Tito: "Die Resonanz war eigentlich ganz gut. In manchen Städten wie Pittsburgh waren die Reaktionen sogar ziemlich überschwenglich, nur finanziell war es ein Desaster, da wir hoffnungslos abgezockt wurden. Wie in Amerika leider üblich, muss man für´s Schlagzeug bezahlen, quasi für alles, was sie einem hinstellen. So zahlt man bei fast jedem Konzert drauf."
Ist man in Japan, wo ihr ja auch schon wart, eurer Musik gegenüber nicht vielleicht etwas aufgeschlossener?

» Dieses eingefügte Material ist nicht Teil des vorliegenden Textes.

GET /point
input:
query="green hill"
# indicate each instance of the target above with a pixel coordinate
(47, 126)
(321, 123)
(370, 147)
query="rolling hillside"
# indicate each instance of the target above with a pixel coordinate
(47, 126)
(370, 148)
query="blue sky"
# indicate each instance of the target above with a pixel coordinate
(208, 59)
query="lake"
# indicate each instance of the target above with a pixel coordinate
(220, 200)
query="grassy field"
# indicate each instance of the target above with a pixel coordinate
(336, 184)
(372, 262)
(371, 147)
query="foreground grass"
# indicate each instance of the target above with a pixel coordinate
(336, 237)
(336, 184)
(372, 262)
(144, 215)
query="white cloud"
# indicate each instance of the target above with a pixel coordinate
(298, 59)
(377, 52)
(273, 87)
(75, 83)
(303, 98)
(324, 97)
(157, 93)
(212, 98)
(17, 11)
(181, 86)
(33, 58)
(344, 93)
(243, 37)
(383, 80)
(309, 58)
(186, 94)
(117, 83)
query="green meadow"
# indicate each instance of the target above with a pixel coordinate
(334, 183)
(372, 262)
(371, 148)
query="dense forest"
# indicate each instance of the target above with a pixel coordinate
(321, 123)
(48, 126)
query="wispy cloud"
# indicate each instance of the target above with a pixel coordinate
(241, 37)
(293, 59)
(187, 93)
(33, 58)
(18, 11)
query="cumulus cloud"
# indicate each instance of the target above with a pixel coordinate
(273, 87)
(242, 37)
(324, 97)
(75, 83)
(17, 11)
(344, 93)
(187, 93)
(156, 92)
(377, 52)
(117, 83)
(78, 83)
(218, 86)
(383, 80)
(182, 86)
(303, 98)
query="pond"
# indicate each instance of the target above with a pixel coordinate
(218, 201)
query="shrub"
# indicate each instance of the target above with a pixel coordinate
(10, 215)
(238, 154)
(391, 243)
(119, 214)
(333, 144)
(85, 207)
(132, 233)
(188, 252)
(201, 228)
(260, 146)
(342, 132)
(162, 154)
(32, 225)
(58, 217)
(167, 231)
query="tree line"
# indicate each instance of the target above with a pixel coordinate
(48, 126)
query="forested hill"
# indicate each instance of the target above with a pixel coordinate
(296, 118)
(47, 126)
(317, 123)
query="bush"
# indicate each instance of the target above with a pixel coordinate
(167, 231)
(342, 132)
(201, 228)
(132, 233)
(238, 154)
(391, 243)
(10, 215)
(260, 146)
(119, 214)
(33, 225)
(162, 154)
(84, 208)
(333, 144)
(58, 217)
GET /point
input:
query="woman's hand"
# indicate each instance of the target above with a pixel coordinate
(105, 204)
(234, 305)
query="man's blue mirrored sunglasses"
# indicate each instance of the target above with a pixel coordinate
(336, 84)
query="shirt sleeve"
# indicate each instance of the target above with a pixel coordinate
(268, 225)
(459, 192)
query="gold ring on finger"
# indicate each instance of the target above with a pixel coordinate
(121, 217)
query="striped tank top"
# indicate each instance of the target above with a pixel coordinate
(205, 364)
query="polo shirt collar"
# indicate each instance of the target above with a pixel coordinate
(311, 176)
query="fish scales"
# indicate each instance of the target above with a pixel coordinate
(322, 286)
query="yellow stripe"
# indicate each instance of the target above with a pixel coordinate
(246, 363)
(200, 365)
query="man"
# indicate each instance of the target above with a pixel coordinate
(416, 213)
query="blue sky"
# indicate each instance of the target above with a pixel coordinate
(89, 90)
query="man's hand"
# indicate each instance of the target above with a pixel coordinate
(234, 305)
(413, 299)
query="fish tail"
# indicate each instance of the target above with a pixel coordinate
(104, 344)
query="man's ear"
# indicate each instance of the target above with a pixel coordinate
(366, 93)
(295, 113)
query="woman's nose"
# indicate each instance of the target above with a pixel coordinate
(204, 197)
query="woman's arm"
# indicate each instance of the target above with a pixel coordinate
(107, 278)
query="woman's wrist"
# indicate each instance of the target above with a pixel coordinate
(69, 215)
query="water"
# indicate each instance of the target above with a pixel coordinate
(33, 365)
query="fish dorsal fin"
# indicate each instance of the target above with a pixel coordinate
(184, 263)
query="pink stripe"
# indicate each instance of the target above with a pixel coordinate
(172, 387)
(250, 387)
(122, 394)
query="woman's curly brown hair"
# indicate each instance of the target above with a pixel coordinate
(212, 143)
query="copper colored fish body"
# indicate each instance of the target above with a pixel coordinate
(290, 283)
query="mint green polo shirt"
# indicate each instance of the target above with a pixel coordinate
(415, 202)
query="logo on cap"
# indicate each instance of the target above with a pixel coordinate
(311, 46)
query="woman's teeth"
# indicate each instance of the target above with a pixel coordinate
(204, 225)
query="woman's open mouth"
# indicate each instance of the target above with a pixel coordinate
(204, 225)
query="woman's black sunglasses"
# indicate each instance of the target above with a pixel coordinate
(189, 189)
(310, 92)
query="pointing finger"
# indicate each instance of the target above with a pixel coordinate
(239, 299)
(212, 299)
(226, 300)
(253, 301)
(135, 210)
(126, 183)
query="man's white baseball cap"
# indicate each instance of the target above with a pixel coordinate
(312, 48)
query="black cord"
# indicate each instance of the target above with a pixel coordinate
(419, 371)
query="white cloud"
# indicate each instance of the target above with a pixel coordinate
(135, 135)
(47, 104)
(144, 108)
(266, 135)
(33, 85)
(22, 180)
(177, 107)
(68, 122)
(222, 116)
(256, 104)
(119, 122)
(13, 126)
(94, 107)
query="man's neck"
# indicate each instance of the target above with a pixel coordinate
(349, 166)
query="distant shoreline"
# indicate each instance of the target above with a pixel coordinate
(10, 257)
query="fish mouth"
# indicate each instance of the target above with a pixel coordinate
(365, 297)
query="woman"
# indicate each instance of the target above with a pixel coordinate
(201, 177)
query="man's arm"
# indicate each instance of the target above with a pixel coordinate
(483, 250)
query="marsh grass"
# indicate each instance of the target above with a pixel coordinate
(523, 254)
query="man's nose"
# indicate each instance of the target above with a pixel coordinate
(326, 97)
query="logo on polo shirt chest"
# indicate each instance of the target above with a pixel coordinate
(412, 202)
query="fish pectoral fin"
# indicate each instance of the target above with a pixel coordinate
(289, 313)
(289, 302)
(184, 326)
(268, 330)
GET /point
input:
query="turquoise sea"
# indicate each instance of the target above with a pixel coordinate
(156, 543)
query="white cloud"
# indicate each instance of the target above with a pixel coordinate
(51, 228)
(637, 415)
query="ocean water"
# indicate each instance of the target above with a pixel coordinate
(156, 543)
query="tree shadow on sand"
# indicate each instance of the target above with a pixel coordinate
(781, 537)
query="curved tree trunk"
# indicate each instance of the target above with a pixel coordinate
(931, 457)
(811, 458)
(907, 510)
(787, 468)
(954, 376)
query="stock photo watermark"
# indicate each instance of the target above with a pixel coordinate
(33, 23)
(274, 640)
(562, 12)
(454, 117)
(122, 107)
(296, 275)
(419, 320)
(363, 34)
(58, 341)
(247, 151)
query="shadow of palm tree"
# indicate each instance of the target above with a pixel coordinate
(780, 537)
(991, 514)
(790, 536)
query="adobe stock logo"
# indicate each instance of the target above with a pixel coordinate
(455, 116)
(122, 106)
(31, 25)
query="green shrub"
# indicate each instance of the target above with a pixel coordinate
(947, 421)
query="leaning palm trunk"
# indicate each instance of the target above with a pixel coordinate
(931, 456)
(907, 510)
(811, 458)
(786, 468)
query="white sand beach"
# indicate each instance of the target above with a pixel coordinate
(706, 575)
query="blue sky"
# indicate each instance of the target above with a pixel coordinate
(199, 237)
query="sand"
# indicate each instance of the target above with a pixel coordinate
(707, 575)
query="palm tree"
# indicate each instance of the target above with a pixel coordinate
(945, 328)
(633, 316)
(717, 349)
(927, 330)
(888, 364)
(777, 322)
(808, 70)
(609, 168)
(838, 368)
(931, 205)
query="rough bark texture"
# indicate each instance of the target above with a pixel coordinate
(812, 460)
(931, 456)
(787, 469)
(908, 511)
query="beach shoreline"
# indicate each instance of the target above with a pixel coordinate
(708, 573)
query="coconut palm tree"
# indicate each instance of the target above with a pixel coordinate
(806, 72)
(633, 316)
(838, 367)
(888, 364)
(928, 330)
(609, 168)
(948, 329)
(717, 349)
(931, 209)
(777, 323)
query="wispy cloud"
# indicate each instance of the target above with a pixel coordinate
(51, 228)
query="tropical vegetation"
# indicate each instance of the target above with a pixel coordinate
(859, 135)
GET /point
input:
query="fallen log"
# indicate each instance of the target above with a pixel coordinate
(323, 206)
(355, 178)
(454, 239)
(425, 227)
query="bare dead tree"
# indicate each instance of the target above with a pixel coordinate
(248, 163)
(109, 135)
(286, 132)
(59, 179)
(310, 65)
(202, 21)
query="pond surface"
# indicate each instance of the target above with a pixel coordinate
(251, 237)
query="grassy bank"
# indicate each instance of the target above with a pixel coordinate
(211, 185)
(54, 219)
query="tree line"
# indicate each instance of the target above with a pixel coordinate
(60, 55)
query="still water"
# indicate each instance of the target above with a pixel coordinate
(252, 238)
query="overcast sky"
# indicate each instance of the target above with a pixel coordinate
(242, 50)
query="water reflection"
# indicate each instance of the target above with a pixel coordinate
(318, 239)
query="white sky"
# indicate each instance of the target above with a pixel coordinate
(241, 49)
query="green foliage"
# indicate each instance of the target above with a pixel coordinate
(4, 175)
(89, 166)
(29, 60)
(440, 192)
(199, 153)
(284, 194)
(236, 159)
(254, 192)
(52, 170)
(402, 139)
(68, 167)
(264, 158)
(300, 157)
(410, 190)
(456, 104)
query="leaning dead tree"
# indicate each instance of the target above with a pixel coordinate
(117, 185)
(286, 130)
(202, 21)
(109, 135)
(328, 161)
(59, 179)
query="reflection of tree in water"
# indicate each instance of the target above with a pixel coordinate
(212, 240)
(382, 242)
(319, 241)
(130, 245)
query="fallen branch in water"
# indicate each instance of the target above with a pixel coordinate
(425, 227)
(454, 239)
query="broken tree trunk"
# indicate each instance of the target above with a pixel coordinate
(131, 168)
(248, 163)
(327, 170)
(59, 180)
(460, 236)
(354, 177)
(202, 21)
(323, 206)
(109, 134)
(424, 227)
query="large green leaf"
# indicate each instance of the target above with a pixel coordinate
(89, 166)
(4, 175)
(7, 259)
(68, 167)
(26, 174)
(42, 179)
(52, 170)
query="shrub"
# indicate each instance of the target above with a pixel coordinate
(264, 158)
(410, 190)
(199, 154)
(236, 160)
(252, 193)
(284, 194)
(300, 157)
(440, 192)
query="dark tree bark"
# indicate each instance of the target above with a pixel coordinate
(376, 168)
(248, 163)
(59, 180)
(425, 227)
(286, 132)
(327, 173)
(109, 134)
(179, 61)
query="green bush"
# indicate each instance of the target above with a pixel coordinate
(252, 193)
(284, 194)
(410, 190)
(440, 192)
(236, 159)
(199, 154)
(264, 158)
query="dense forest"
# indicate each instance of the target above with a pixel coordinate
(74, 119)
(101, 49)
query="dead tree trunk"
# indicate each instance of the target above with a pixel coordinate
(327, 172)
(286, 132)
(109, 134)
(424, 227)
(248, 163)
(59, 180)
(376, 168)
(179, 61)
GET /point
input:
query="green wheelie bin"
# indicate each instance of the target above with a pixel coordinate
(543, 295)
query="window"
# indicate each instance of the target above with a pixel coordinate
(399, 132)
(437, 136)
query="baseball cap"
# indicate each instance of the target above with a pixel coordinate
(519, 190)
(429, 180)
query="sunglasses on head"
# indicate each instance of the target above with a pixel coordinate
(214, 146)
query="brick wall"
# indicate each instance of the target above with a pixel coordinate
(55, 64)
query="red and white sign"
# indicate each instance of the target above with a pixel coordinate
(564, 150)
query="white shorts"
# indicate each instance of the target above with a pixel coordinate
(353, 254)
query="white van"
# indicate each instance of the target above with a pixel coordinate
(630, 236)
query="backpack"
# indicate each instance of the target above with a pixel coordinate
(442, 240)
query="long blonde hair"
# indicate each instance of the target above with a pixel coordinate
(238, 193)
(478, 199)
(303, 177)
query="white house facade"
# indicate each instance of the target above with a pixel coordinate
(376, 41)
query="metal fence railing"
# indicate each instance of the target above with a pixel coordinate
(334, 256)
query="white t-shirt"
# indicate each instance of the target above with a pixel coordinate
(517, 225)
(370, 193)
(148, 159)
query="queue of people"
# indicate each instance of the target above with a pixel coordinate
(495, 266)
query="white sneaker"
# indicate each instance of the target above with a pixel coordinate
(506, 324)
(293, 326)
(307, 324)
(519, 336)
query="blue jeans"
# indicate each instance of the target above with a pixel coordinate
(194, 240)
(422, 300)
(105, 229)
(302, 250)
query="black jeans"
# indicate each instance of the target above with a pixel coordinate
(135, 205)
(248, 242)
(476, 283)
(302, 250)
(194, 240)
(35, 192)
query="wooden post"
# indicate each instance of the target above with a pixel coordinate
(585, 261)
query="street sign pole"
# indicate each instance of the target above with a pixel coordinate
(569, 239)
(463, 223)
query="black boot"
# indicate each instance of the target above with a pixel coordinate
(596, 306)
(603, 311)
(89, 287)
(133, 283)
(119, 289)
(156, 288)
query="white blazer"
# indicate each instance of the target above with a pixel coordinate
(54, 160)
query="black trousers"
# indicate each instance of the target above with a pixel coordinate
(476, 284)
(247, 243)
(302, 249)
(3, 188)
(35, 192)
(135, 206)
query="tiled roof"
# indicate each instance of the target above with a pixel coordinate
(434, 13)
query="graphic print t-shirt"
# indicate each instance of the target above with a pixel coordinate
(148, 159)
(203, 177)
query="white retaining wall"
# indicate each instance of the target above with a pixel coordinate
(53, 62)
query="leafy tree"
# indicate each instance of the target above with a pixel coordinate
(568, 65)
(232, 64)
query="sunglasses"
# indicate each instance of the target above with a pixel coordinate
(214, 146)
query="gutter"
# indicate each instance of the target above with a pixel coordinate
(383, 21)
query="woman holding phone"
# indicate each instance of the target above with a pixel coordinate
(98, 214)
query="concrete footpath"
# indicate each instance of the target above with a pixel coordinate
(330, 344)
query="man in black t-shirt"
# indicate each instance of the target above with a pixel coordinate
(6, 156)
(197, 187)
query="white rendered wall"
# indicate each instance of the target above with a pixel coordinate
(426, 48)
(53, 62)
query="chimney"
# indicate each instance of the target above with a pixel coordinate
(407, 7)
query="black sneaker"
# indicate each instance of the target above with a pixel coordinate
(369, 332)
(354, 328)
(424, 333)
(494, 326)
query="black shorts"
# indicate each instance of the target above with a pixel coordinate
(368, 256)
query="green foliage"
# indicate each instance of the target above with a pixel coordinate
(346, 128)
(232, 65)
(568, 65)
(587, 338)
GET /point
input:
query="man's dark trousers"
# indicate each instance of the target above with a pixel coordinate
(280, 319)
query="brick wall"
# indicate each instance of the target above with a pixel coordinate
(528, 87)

Tito: "Eigentlich gibt es überall Publikum für so eine Musik, es muss nicht unbedingt Japan sein. Japan ist zwar ganz gut, aber auch nicht viel besser als die Staaten oder Deutschland. In Japan haben wir komischerweise nicht in Clubs, sondern in sogenannten Music Houses gespielt, wo sie brav dasitzen und applaudieren. Sieht zwar genauso aus wie ein Club, aber wenn da das Schild "Music House" dran steht, ist das Verhalten direkt anders. Die sind dann ganz brav und hören sich regungslos jeden Krach an. Die fanden das aber schon gut, da wir natürlich für eine japanische Untergrundschicht gespielt haben, denn die breite Masse ist wesentlich spiessiger als in Europa. Das sind schweizerisch geprägte Überamerikaner. Ein grossartiger künstlerischer Impuls ging da für mich deshalb nicht aus. Ich finde, die Japaner haben völlig mit ihrer alten Kultur gebrochen. Das sind alles Technologie-Freaks, die wesentlich cleaner und antiseptischer als die Europäer vorgehen. Bei so einer Arbeitsweise kommen nur Kopien heraus, aber nichts wirklich eigenständiges oder etwas, das persönlich wäre. Ich habe auch schon mit Japanern im Theaterbereich gearbeitet, und die sind genau aus dem Grund aus Japan weg, weil man hier viel mehr Mut zu Originalität hat."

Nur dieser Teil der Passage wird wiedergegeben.